Themes : AI 4 Scientific Discovery

All aspects of the Network will be developed through co-creation from amongst the members. Experience in running networks has shown us that finding the right language and approach to communication is essential for true co-creative and meaningful collaborations. For the proposed network this will be facilitated by making use of the philosophical underpinnings of AI & Discovery to provide a common language that enables the AI and Physical Science communities to engage in joint endeavours. The output of these endeavours will impact directly on the nature of what discovery & theory will mean in the next decades and on the skills set that the AI generation of researchers will need to develop.
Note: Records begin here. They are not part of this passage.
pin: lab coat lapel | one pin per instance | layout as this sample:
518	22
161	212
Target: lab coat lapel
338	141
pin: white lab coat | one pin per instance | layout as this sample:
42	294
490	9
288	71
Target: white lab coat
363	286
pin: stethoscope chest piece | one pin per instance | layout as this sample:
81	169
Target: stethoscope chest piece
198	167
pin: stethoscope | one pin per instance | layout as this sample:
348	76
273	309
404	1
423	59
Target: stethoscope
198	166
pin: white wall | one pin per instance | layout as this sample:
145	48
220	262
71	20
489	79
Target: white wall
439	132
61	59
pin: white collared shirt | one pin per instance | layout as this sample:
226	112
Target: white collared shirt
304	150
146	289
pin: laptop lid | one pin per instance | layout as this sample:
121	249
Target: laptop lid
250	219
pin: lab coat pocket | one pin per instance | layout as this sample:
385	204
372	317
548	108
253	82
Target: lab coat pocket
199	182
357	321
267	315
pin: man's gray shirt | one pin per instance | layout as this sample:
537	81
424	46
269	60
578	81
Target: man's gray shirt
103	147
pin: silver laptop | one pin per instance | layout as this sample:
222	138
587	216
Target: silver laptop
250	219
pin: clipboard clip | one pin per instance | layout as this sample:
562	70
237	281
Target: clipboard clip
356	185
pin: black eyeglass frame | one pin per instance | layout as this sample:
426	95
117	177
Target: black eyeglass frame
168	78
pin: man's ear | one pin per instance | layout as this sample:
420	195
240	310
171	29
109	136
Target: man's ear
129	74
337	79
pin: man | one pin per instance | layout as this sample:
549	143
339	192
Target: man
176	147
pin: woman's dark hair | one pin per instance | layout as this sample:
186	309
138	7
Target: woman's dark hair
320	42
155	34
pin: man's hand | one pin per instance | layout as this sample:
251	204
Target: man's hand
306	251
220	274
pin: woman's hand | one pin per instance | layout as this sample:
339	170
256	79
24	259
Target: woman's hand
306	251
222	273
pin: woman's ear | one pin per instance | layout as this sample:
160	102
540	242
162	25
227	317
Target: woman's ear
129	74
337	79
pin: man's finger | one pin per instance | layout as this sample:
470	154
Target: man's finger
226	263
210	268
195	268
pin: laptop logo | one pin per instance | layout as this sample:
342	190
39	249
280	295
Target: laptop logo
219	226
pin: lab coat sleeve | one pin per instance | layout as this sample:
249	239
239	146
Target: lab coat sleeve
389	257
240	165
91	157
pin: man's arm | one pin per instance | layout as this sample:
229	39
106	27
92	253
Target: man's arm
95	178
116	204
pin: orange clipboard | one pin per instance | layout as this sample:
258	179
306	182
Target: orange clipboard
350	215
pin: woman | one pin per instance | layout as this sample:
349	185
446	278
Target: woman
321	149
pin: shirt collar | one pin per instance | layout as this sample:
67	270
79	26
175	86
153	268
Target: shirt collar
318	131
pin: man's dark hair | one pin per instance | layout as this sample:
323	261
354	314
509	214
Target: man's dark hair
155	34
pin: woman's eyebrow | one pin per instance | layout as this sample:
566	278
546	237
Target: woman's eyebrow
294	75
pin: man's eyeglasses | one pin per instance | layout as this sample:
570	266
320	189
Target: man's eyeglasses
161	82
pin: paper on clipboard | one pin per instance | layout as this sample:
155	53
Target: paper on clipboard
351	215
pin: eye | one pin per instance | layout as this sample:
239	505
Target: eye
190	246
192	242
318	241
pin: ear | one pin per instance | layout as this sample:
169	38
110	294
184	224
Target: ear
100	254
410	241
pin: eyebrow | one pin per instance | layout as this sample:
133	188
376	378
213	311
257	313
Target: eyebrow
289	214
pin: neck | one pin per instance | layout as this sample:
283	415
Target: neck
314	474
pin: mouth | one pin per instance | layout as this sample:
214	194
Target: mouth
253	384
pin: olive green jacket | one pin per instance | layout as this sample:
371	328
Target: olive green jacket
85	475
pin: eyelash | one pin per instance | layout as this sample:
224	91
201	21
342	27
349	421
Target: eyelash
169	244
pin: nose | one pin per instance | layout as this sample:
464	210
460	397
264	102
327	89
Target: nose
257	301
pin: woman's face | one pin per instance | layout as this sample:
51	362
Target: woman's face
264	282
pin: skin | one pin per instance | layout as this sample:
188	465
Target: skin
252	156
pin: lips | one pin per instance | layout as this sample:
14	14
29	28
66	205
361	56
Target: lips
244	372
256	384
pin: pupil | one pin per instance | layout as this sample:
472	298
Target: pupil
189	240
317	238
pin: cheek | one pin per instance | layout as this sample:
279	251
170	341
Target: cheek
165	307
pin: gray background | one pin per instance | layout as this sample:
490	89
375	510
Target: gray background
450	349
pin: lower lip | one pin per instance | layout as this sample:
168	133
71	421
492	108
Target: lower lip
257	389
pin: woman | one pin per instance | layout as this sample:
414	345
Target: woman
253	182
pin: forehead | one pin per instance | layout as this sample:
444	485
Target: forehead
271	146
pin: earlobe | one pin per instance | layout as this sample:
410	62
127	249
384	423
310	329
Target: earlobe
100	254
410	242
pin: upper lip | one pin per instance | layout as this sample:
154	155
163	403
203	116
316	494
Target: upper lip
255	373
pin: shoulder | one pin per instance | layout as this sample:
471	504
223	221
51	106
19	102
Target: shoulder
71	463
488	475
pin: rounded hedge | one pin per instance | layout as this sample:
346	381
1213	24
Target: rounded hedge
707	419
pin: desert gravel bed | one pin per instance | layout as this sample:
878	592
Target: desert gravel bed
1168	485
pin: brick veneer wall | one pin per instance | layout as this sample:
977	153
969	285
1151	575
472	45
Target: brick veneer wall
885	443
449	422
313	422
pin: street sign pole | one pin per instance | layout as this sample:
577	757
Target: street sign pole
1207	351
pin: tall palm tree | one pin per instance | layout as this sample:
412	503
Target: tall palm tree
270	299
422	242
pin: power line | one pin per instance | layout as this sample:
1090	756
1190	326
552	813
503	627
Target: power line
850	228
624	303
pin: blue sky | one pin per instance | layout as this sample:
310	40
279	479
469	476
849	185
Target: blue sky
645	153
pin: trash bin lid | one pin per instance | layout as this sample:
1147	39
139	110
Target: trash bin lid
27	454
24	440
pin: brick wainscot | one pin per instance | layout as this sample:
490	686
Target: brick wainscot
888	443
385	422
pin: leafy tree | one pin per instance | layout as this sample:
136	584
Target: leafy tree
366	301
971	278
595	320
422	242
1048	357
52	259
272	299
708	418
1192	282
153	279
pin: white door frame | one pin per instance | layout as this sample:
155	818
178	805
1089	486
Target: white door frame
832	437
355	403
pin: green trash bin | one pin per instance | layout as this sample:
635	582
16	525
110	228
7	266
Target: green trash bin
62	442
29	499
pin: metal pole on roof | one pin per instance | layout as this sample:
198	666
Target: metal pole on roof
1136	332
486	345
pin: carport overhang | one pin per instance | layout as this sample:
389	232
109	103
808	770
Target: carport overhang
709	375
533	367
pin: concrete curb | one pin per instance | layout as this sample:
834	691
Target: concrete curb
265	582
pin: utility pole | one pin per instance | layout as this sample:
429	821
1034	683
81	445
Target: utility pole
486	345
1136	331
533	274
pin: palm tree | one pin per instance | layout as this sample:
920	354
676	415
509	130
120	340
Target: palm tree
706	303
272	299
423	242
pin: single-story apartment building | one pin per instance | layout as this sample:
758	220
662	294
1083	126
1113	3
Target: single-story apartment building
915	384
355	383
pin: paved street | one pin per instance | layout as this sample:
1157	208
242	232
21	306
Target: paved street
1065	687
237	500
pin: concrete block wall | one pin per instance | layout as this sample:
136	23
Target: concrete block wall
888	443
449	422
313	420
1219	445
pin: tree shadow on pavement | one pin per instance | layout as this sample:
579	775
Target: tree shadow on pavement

Areas of Chemical, Physical and Material Sciences

Chemicals and Materials Discovery: We will be pushing the limits of synthesis, properties and engineering of molecules and materials, enabling the discovery and exploitation of unseen and un-imagined parts of chemical and material space.

Areas of AI

Types of AI: We will investigate the impact of different types of AI modalities (e.g. pattern recognition vs reasoning AI, narrow vs broad AI) on scientific discovery. We will also explore what limits might exist in probing machine learning (AI) models to derive the rationale and reasons for the outputs of the models. This will enable us to map AI properties or transient states onto the more traditional approach to theory. As machine learning moves from addressing small scale text-book problems in statistical pattern recognition to being parts of deployable systems that can be integrated into discovery science roles, two important challenges, Privacy and Provenance, need to be addressed. (a) Privacy preserving learning, whereby the owners of data from domains in which privacy matters may be unwilling to share data. In such scenarios, algorithmic advances that can work with minimal statistical information about data, rather than working with raw data, will need to be developed (b) Provenance: Learning systems that are embedded in a discovery setting will need to be cognisant of the provenance of data used for their training. As multiple sources of data become available, particularly when experimental data are archived in public repositories, uncertainty about them is bound to increase. The frontiers of machine learning need to be pushed to cope with varying reliability of the available data.
Agents & Swarms: How much can AI for Scientific Discovery make use of, and learn, from the expert game players? We will push the frontiers of Deep Reinforcement Learning whereby agent-based modelling at a “high level” can take advantage of data-driven models at a lower level. These two topics have developed largely separately in the literature, and bringing them together is crucial for discovery science in that reinforcement learning is suitable for planning and experiment design whereas data-driven modelling is needed to extract useful information from large and complex experimental data. Inducing strong coupling between the two is an open-ended challenge that needs to be addressed.
Evolutionary approaches & Understanding the AI results: Conventional applications of AI tend to work in well-defined problem domains (clear objective functions, supervised learning methods, data-driven deduction) but scientific discovery is often ad hoc and opportunistic, with discoveries that can arise in unexpected ways and in ‘problems’ that are ill-defined at the outset. The human capability for discovery in such domains is surpassed only by natural evolutionary processes. Operating in a purely non-teleological way, biological evolution is the epitome of such an ad hoc and opportunistic process. Recent breakthroughs in two specific areas provide an opportunity to exploit artificial evolutionary processes for scientific discovery in a new way: (a) ‘distilling natural laws from experimental data’; (b) Exploiting the formal equivalence of natural evolution and machine learning. In general, what is the impact of the understanding the results and therefore the ethical basis for using the resulting models.